My only real gripe with Xubuntu is that the live CDs never work for me, regardless of which version or variant of live CD I use. To install it I always have to use a Ubuntu Live CD and then follow Psychocats' Pure XFCE tutorial (http://www.psychocats.net/ubuntu/purexfce). As a result I do have only AbiWord installed at the moment, because those instructions completely remove Open Office.

Oh - networking also looks like it will be 'interesting'. I want to make the computer talk to the other two PCs I have (which run XP) so that documents can be shared across all three. From the quick skim of search results I made last weekend, this doesn't look as though it will be an easy process.

Pogeymanz
November 15th, 2009, 07:11 PM
On it being faster than Ubuntu... It normally sits between 192 - 248 ram usage on my PC. Ubuntu hovers about the 248 mark. That really aint much of a difference. It says it should only use 128 ram on the web page but i havent had it that low since Gutsy.

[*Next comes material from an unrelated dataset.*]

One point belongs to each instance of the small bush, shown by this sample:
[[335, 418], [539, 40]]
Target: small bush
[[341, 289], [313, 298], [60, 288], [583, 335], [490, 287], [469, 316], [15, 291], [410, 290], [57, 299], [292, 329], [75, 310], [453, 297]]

RAM usage inflates based on how much you have. If you tried Xubuntu on a machine with only 128MB RAM it would probably still be tolerable, whereas Ubuntu probably wouldn't be.

Stan_1936
November 15th, 2009, 07:34 PM
...It normally sits between 192 - 248 ram usage on my PC. Ubuntu hovers about the 248 mark. That really aint much of a difference. ...

For me, Ubuntu is around 160 MB RAM, on startup(no apps open).
In comparison, Xubuntu is around 99 MB RAM on startup(no apps open).

As you can tell, for me, it IS a big difference.